The line between “anti-free speech” and “discrimination”, however, can get pretty squirrely, and that’s when the lawyers earn their money.
Personally, I still feel the best middle ground is that you should be allowed to say / host what you want– but that you aren’t immune from the consequences.
IT’S A BLAST YOU PEOPLE
It’s going to change everything!
As much EU’s “battle” with MS about internet explorer!
Can’t wait!
I’m still wondering that the EU is, actually.
Or rather, what’s driving it.
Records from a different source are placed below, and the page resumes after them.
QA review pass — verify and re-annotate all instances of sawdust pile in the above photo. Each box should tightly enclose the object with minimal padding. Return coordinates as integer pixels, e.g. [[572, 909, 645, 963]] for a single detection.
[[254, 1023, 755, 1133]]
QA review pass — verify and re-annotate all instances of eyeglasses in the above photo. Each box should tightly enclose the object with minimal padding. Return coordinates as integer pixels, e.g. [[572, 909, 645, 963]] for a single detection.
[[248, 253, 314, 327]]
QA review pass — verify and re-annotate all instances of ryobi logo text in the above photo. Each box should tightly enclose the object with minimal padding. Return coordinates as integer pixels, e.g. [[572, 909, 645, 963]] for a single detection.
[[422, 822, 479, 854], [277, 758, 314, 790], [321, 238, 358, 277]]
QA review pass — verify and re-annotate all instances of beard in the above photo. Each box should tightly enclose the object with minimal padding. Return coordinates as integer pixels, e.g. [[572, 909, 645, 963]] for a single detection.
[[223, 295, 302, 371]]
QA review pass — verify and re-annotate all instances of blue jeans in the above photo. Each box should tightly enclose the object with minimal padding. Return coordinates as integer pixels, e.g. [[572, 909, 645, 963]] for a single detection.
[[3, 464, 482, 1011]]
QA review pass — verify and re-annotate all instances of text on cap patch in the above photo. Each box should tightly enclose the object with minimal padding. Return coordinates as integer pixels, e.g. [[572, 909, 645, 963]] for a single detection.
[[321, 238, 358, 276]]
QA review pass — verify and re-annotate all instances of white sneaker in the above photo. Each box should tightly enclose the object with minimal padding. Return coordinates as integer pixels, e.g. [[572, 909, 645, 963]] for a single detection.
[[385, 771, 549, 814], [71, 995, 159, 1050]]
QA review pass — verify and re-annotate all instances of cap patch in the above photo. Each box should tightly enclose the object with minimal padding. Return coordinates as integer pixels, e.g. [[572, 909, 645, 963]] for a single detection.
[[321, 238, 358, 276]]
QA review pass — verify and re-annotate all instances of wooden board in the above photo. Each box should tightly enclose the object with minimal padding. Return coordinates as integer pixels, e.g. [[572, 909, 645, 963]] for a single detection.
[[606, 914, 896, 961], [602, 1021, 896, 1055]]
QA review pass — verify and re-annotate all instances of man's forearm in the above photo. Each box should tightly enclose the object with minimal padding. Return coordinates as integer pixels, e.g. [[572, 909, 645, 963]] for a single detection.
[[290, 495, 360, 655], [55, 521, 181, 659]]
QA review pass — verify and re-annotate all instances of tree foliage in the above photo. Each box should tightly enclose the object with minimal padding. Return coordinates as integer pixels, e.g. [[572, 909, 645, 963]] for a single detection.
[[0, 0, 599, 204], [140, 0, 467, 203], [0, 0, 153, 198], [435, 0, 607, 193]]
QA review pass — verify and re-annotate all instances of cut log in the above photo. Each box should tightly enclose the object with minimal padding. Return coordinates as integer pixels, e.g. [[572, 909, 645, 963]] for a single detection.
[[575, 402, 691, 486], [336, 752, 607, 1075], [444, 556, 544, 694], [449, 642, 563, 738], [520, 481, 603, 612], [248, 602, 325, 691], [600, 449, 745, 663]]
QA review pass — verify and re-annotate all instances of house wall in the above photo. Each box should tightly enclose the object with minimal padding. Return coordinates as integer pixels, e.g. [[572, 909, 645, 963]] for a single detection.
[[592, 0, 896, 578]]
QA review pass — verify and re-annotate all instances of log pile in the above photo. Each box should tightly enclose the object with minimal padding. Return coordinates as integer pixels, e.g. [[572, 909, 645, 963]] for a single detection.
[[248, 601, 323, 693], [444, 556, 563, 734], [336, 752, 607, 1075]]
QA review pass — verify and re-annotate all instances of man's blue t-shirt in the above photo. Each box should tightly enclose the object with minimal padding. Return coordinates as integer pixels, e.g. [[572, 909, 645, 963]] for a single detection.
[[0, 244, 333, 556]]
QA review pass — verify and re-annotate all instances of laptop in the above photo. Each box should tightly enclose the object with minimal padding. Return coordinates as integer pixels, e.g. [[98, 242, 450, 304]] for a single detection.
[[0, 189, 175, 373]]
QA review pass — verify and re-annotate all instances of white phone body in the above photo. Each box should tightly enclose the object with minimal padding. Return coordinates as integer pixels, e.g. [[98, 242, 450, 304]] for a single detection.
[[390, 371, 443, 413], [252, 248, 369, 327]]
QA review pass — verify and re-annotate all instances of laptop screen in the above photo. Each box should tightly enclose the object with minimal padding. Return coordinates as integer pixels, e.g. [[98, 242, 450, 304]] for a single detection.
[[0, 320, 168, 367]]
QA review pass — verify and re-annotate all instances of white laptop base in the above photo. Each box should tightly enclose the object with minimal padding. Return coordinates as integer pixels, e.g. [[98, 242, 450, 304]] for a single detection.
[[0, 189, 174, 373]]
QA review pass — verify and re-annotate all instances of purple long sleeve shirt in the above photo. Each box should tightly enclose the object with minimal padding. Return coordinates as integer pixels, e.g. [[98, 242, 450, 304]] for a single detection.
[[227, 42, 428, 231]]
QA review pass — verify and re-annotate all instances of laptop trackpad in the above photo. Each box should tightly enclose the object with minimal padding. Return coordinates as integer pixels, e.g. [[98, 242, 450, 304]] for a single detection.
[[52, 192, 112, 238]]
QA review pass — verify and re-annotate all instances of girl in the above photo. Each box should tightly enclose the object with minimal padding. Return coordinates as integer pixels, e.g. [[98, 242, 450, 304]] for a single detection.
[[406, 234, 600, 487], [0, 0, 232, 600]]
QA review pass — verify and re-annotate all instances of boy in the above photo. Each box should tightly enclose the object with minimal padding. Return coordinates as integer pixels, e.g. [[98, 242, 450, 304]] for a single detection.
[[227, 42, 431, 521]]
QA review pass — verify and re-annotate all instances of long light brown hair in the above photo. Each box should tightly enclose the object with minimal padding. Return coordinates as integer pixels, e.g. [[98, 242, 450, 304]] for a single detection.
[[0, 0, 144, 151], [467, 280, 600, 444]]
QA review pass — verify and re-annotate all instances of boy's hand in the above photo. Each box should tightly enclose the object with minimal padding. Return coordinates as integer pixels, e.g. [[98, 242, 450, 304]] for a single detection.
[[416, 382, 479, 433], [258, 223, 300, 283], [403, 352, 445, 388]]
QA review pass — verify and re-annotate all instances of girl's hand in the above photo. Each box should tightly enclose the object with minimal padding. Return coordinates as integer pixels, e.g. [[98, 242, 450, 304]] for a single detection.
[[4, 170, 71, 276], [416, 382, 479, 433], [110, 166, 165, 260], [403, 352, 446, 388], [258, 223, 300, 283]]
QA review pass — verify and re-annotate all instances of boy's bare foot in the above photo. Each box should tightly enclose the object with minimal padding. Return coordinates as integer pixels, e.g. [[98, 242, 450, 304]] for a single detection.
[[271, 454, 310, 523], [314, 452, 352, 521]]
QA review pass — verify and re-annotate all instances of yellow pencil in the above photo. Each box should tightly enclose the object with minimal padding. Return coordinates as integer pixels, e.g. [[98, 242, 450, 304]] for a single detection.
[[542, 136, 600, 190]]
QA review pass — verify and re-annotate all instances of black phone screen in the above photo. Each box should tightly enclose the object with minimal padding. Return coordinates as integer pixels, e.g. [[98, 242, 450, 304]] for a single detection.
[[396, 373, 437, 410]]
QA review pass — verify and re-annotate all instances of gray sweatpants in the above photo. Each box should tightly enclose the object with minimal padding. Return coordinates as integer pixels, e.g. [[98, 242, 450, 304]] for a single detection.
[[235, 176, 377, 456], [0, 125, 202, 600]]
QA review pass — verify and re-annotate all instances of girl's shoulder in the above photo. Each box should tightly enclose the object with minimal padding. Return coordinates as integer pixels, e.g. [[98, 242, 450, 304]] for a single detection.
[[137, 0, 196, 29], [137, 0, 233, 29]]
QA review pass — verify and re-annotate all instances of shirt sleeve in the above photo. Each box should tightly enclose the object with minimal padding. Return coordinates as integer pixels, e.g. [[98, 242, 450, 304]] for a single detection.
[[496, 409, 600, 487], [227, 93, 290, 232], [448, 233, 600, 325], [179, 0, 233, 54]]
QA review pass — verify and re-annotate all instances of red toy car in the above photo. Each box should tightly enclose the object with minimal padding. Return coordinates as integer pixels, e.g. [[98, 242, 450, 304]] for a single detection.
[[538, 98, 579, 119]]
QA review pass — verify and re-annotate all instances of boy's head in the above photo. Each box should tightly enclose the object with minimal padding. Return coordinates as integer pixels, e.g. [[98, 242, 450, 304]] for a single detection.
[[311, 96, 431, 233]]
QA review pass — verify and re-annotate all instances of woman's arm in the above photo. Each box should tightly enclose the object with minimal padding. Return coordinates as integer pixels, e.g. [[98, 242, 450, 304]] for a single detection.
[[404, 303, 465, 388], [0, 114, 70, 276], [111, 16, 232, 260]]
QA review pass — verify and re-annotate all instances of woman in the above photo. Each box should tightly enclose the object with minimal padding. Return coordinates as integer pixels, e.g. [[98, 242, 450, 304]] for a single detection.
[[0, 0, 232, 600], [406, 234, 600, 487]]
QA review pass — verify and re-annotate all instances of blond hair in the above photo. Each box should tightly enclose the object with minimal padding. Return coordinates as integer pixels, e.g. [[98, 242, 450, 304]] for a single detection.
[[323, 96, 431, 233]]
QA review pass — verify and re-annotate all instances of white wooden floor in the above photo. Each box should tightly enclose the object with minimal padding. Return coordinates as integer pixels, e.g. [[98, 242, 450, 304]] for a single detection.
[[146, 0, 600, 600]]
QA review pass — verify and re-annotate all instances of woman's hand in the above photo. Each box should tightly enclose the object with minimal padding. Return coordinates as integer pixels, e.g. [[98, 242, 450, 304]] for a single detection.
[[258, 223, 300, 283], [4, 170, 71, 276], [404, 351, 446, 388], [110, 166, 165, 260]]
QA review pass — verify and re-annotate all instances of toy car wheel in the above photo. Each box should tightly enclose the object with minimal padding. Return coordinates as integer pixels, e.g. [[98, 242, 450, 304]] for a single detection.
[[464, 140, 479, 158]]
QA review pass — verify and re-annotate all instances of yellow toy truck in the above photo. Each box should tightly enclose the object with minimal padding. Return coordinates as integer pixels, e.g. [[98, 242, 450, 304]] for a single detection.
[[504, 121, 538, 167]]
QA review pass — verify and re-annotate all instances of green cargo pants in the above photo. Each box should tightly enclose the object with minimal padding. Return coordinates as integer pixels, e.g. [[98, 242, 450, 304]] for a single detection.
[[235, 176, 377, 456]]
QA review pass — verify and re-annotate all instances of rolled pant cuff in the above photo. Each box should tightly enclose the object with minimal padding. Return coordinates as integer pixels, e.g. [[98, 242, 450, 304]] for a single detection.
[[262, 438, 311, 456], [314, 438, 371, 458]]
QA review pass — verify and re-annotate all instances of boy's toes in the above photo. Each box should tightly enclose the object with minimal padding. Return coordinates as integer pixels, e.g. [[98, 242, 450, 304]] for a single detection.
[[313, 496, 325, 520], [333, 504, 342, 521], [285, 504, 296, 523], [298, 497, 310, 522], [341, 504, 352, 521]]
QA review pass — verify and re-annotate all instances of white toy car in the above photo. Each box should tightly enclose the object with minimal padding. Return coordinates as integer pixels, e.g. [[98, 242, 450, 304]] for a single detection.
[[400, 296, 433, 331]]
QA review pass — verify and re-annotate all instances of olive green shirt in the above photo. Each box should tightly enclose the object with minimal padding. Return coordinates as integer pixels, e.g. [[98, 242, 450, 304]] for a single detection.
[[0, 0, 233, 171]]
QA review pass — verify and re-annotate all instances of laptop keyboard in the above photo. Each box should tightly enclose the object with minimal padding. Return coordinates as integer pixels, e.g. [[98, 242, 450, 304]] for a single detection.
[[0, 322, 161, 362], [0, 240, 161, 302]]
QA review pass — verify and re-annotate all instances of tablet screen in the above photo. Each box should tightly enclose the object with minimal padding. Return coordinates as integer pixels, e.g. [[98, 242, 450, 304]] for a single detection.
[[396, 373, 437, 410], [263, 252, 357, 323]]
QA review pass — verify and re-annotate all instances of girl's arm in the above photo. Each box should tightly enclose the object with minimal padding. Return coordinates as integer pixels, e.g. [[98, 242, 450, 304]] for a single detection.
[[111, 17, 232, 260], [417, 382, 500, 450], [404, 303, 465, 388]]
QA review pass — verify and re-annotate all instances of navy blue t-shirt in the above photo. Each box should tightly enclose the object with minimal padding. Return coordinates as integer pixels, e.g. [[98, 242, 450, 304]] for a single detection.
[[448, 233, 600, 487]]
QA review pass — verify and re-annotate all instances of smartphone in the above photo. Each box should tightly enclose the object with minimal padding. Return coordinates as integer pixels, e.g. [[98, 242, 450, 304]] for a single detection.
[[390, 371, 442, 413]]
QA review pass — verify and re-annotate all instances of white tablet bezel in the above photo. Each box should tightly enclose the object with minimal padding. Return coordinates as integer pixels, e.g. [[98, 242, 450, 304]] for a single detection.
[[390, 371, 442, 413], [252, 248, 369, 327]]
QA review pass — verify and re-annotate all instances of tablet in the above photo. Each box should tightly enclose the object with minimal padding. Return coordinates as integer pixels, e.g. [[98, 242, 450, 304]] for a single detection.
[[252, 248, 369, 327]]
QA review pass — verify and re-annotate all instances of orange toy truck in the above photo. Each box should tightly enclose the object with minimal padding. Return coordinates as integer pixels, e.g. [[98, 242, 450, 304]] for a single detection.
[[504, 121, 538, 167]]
What’s the level of thinking of the people driving the project?
Is it like, a socially conscious, authoritarian, unification, to bring all peoples into a common harmonious existence, with better human rights, and protections in the workplace, and better social nets?
Or is it like, a device for corporate interests to set the rules at a supra-national level, forcing countries to open their borders, migrate the workforce around, etc. as a way to provide cheap labour to compete against China and USA?
Some say the reason the EU is so keen on these sorts of laws which look like they are meant to protect people, is because the EU wants to create the impression that it is a force for the people and a force for good, so that people will feel that the EU is a better place, and thus weaken the usual feeling of national pride, and identity, in one’s own country.
And, crucially, the various rules also serve various corporate interests, by protecting certain ventures, and so on. Stuff we would probably think was moronic if Trump did it (not that I like Trump, he’s gross), yet seems all “egalitarian” when done in the EU, at the expense of say, African farmers.
So…. with that vague ramble as a context, is the GDPR a good thing, and will it work? I’m sure everyone whose business it is to follow regulations and appear in compliance, will take proper action. But the bigger players will use it as just another device to help them win various games.
There is a broad drive to privatise health care (there are simply too many sick people, chronically sick people, running up huge bills in the last years of life, and they are bankrupting nations) so it is a huge opportunity for it all to be privatised, out of “necessity”. And something like GDPR may well be useful for blocking some companies whilst giving access to others.
Anyway, long speculative rant over.
I am actually a big fan of GDPR. As far as user data protections go, it’s way up there. It comes to unify laws and create enforceable mechanisms so that companies are forced to do the right thing. And it’s not only related to user data, it deals with security issues as well. Companies need to start paying real attention to the security of their systems, including patching, or they risk huge fines.
GDPR protects users, not companies. That’s important.